You are running SSP 5.0 and later and are seeing an alarm with the description:
"The memory usage of Security Services Platform node {{ .ResourceID }} is currently {{ .Value }}%, which is above the threshold value."
This alarm indicates that one or more worker nodes in your Security Services Platform (SSP) cluster are experiencing high memory usage, which may degrade platform performance or cause pods to be evicted.
vDefend SSP >= 5.0
High memory usage on worker nodes typically occurs when the current memory limits and resources are insufficient to handle the workload.
Log into SSPI root shell. The following commands can help to figure out which pods are high on consuming resources.
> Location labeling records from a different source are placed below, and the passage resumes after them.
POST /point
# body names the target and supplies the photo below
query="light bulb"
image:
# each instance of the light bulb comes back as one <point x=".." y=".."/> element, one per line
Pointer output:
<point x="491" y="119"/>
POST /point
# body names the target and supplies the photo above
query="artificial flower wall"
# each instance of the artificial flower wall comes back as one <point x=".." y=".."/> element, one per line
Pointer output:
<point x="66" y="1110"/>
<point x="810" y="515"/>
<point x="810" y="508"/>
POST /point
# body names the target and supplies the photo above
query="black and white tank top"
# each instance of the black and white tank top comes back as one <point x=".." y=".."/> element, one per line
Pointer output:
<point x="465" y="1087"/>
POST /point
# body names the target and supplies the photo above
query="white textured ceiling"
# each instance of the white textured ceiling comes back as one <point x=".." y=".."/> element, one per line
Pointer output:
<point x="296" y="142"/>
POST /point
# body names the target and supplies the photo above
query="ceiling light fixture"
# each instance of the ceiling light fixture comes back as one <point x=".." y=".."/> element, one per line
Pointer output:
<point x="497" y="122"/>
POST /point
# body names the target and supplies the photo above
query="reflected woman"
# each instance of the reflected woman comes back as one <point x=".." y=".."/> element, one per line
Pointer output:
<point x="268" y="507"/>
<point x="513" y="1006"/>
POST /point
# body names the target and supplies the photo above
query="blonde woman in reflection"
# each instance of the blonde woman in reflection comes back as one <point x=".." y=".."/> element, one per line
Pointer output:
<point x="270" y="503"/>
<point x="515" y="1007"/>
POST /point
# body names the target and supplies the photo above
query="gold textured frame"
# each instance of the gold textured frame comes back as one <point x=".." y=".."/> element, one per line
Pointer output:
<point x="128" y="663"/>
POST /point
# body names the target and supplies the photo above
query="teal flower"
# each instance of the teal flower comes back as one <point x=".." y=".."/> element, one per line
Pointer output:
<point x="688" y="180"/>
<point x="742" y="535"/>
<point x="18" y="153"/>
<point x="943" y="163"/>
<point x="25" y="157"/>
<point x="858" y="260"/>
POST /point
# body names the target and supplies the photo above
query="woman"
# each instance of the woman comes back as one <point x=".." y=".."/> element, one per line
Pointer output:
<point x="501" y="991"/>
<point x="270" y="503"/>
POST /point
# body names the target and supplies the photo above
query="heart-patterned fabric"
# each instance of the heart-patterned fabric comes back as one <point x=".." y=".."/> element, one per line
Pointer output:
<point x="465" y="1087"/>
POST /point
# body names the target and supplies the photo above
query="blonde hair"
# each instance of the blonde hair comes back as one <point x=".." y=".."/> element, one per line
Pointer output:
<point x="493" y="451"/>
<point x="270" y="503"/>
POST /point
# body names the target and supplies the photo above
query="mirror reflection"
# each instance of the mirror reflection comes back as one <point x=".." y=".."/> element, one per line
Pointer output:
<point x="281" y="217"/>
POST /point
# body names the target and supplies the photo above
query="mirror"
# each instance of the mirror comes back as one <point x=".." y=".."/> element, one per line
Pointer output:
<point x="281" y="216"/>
k top pods -n nsxi-platform --sort-by=memory
->
list of pods sorted by memory usage
k describe node <Resource ID> ->
list of pods in node with high memory usage alarm
Using the output from above commands, Select the pods with high memory usage part of the node with high memory usage alarm
k -n nsxi-platform get pod <pod-name> -o jsonpath='{.metadata.ownerReferences[0].kind}'
(Note: <service-name>
is <pod-name>
without hash number )
If the output is StatefulSet
, follow the StatefulSet
restart steps.
If the output is ReplicaSet
, it belongs to a Deployment
If {service-name}
is stateful set, run:
k -n nsxi-platform rollout restart statefulset {service-name}
Otherwise, run:
k -n nsxi-platform rollout restart deployment {service-name}
Wait for ~20 minutes and check if the alarm is auto-resolved. (k -n nsxi-platform get pods
to check restarted pod are up)
this should reschedule the pods to a newer node, and hence bring down memory usage in the fault node.
Once scale is done, Validate that new nodes are operational
k get nodes
Expected output :
NAME STATUS ROLES AGE VERSION
node-1 Ready <role> xxm v1.xx.x
node-2 Ready <role> xxm v1.xx.x
new-node Ready <role> xxm v1.xx.x # Ensure the new node is Ready
On the Security Services Platform UI:
Navigate to System > Platform & Features > Core Services
If the memory intensive applications are any of the following, scale out corresponding category.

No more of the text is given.